Advertisement

A Great Wall in Cyberspace

Share

China’s no-nonsense-named State Bureau of Secrecy has issued a list of proscriptions to Internet users aimed at protecting the government’s control over the flow of information and its monopoly on power. Internet users, including those sending e-mail or participating in chat rooms, are banned from sending or discussing “state secrets.” What’s a state secret? In practice, it’s any information--for example, corruption within the Communist Party--that has not been officially released.

At the same time the Bureau of Secrecy has ordered businesses and individuals to register with the government all software used to protect transfers of proprietary and other sensitive information. In short, the regime claims the authority to know everything that’s going on in cyberspace and to crack down when it doesn’t like what it sees. But the task is self-injuring and to a great extent unenforceable. China officially counts 8.9 million Internet users, up from just 4 million in the first six months of 1999. That’s not great in a population of 1.2 billion, but the numbers are expected to expand geometrically in coming years.

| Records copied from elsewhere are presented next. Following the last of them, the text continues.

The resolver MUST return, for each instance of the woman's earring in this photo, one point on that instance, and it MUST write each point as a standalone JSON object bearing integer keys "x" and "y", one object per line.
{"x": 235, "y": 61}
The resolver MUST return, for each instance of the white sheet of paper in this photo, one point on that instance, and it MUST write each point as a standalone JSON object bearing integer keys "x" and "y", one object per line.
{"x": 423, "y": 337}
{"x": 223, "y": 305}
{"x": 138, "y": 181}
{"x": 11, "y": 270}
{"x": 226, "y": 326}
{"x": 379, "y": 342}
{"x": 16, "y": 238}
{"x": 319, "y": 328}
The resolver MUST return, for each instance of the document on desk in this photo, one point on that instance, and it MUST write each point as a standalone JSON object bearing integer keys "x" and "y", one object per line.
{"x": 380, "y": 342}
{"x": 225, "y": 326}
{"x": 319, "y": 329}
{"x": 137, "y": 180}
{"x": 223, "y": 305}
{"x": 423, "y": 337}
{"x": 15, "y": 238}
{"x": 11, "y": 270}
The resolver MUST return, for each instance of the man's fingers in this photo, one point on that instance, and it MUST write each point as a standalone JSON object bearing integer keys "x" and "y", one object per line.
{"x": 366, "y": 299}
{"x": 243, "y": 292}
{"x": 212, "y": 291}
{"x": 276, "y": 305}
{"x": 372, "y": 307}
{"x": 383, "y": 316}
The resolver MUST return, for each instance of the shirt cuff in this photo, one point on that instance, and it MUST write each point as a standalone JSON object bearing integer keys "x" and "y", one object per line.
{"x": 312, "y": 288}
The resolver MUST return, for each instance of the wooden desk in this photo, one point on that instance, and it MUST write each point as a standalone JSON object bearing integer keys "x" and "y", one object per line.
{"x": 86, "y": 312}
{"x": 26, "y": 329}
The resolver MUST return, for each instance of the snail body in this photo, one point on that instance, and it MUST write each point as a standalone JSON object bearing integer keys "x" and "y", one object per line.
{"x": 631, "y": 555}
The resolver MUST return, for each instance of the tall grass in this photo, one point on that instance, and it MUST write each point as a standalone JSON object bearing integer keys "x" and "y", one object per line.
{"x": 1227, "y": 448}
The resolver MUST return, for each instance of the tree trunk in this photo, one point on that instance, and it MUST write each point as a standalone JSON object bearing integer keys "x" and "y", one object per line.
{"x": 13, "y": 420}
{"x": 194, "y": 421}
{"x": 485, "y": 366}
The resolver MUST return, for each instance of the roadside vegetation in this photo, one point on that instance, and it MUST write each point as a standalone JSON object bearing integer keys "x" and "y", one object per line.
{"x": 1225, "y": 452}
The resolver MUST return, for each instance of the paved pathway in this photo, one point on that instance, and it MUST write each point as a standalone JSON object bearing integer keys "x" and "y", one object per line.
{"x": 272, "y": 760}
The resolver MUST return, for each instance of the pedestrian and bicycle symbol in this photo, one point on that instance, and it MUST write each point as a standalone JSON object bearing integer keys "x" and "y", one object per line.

The regime, although it recognizes the Internet’s importance to business development and economic expansion, is betting that it can limit information and gain the power to snoop into business secrets without harming China’s prospects for growth. This approach, however, is clearly antithetical to what the expansion of information technology is all about. One Western specialist in Beijing notes, “It’s like saying you want to develop railroads and then throwing down a different gauge track not used anywhere else in the world.” China seeks greater integration in the global economy, but at the same time it is taking steps that are likely to alienate foreign businesses and investors.

Advertisement

Chinese officials have apparently calculated that the state does not have to monitor every Internet transmission to enforce its regulation of information. Just a few well-publicized arrests and prosecutions of people it accuses of violating state secrecy could coerce others into obedience. The crackdown is already underway. The Wall Street Journal reports that some Web site operators have been warned to say nothing before May about Taiwan’s presidential election in March. China aims to erect a Great Wall in cyberspace to keep out unwanted news and comment. Time will show that can’t be done.